Estar sentado no local de trabalho é normalmente discutido como outro fator. Uma meta-análise de 2021 (agregando 79 estudos) demonstrou que o tempo sentado no local de trabalho aumentava em 47% o risco de dor lombar, mas pouca evidência de associação com o tempo utilizado no computador (128). Outro estudo observou que estar sentado mais de sete horas/dia associava-se a um risco 33% superior de DLC, e aumentava concomitantemente com o tempo de trabalho sentado (129). Interessantemente, num estudo de randomização mendeliana já citado, assistir televisão associou-se ao dobro do risco de dor lombar (OR 1,97), mas o uso de computador parecia ter efeito protetor (OR 0,53) (119). Esta diferença pode estar relacionada com posturas distintas e níveis de atividade muscular durante estas atividades. Ainda, a atividade física modifica substancialmente as associações: indivíduos que combinam baixo tempo sedentário (≤2 horas) com atividade física moderada apresentam um risco 29% inferior de DLC, e substituir tempo sedentário por tempo de atividade física reduz a DLC (RR 0,87) (112). Paralelamente, em indivíduos acima de 50 anos com baixa atividade física, o tempo sentado mostra associação mais forte com dor lombar (129). Contudo, uma meta-análise de estudos longitudinais não encontrou associação entre diferentes durações de tempo sedentário e o desenvolvimento de dor lombar, embora tenha observado maior incapacidade relacionada a ela (OR 1,24) (118).
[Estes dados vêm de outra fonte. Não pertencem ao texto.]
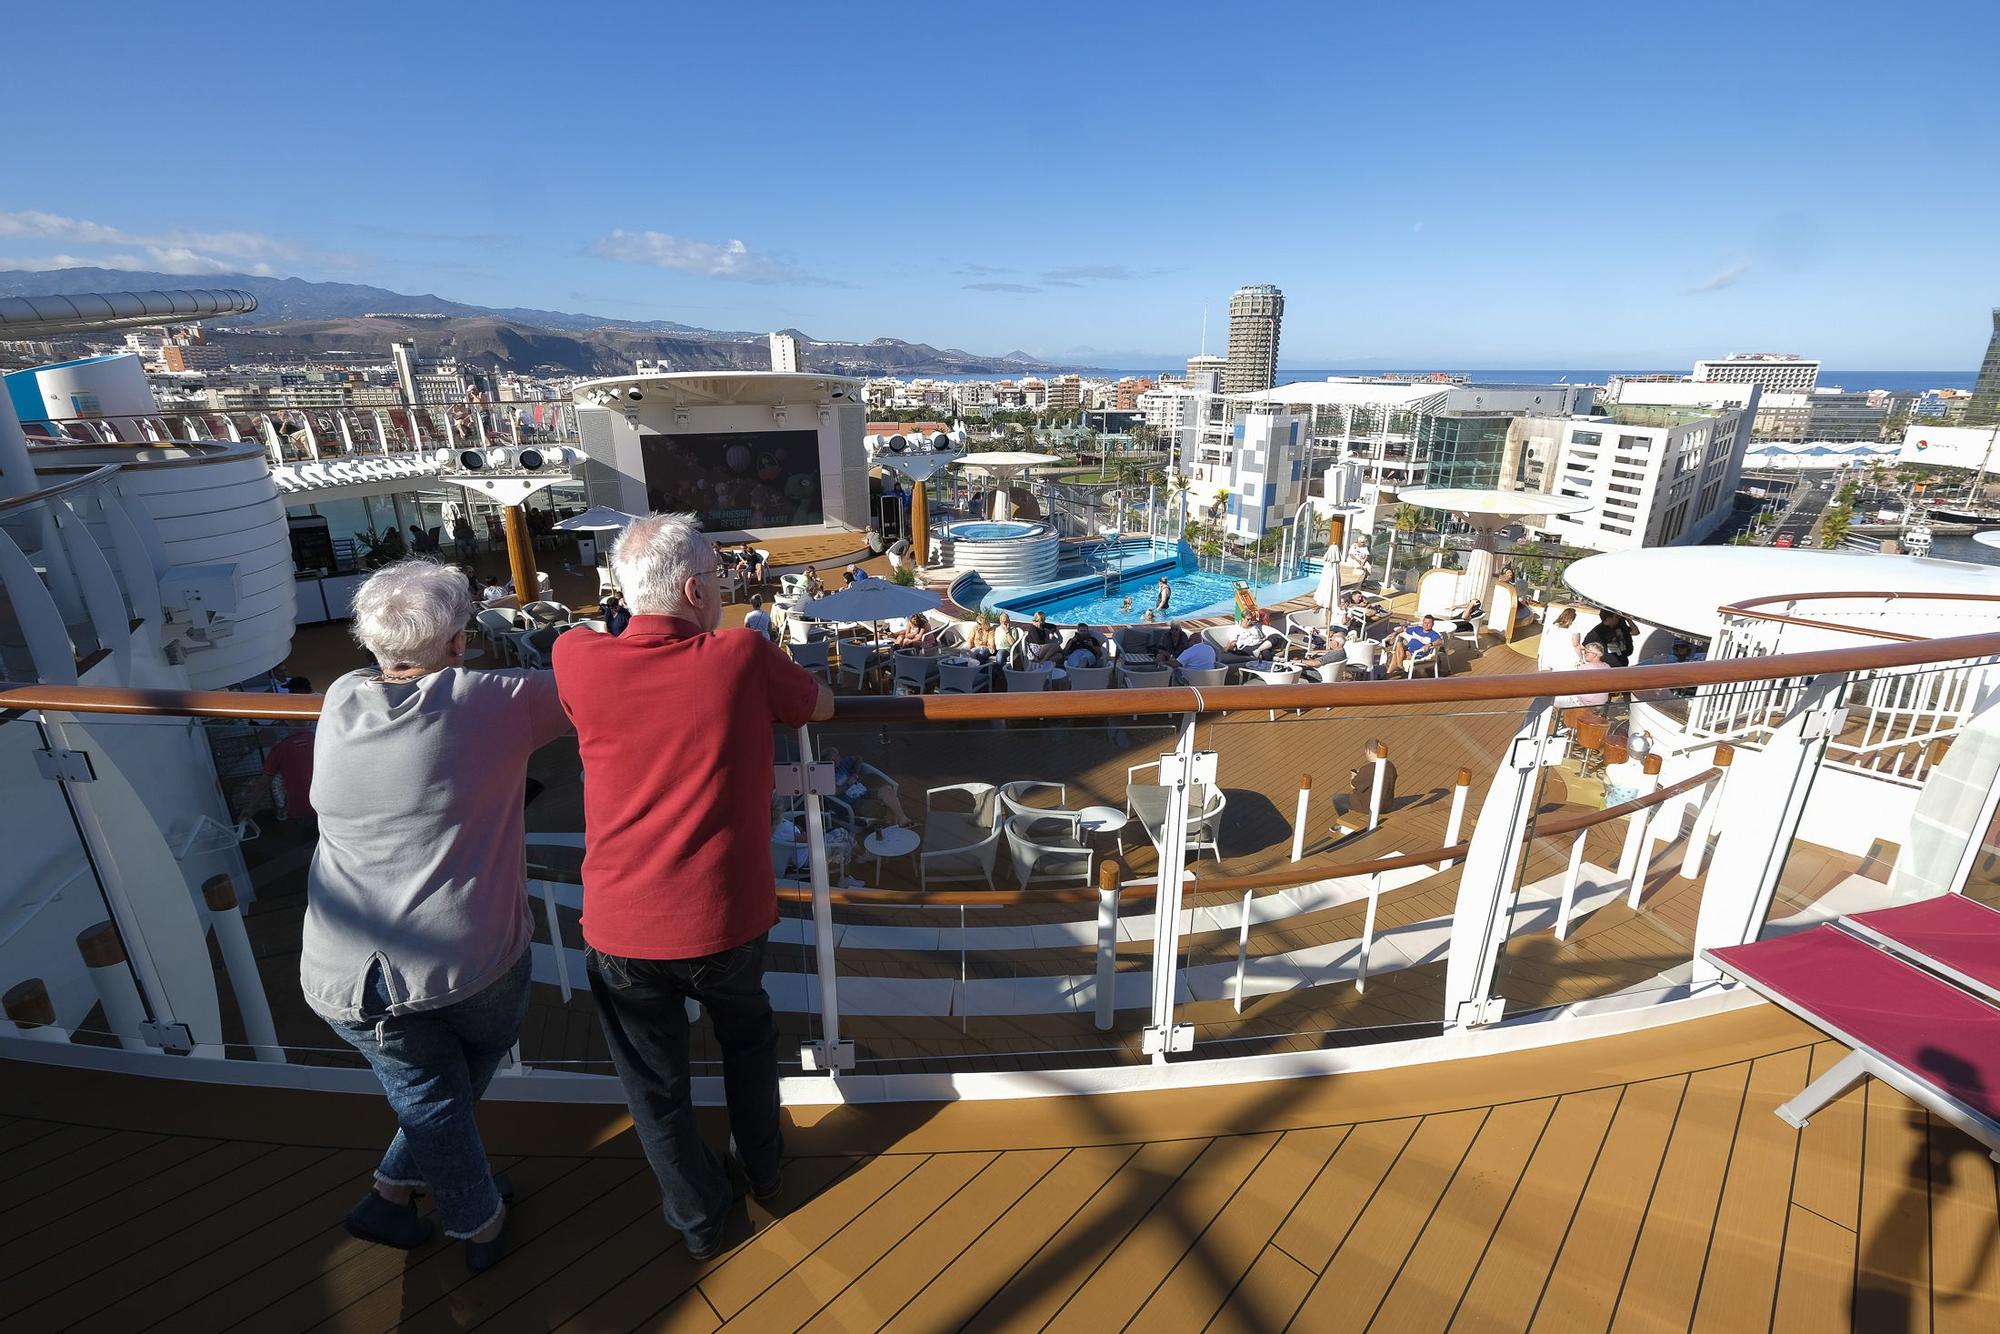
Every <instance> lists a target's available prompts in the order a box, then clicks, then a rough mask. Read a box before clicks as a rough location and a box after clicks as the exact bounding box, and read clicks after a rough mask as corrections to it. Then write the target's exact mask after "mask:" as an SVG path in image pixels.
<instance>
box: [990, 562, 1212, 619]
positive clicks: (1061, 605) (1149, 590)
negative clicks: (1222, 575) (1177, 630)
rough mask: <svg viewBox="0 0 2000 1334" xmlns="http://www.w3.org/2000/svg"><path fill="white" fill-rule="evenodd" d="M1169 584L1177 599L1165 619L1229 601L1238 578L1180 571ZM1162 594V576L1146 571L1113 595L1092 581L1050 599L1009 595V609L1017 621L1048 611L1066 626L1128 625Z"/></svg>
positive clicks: (1121, 588) (1144, 610) (1048, 614)
mask: <svg viewBox="0 0 2000 1334" xmlns="http://www.w3.org/2000/svg"><path fill="white" fill-rule="evenodd" d="M1166 584H1168V588H1172V590H1174V600H1172V602H1170V604H1168V608H1166V616H1164V618H1162V620H1172V618H1176V616H1186V614H1188V612H1192V610H1196V608H1202V606H1212V604H1216V602H1228V600H1230V598H1234V594H1236V580H1232V578H1224V576H1222V574H1208V572H1206V570H1180V572H1176V574H1168V576H1166ZM1158 596H1160V576H1158V574H1142V576H1138V578H1128V580H1124V582H1120V584H1118V590H1116V592H1112V594H1106V592H1104V586H1102V584H1092V586H1088V588H1082V590H1078V592H1072V594H1064V596H1060V598H1052V600H1046V602H1044V600H1040V598H1008V602H1006V610H1008V612H1012V614H1014V618H1016V620H1024V618H1028V616H1034V614H1036V612H1046V614H1048V618H1050V620H1052V622H1056V624H1062V626H1074V624H1076V622H1084V624H1090V626H1124V624H1134V622H1138V620H1140V618H1142V616H1144V614H1146V612H1150V610H1152V604H1154V600H1156V598H1158ZM1126 598H1130V600H1132V606H1130V608H1126V606H1124V600H1126Z"/></svg>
As discussões sobre causalidade deste fator permanecem incertas. Um estudo com trabalhadores manuais encontrou que cada hora adicional sentado aumentava em 43% o risco de lombalgia intensa, mas também para tempo sentado em lazer (+45%) (130), e uma revisão sistemática com tempo de sentar medido objetivamente concluiu que estar sentado prolongadamente aumenta a dor lombar imediata, mas não concluiu nada sobre episódios clínicos de lombalgia de forma sustentada (131).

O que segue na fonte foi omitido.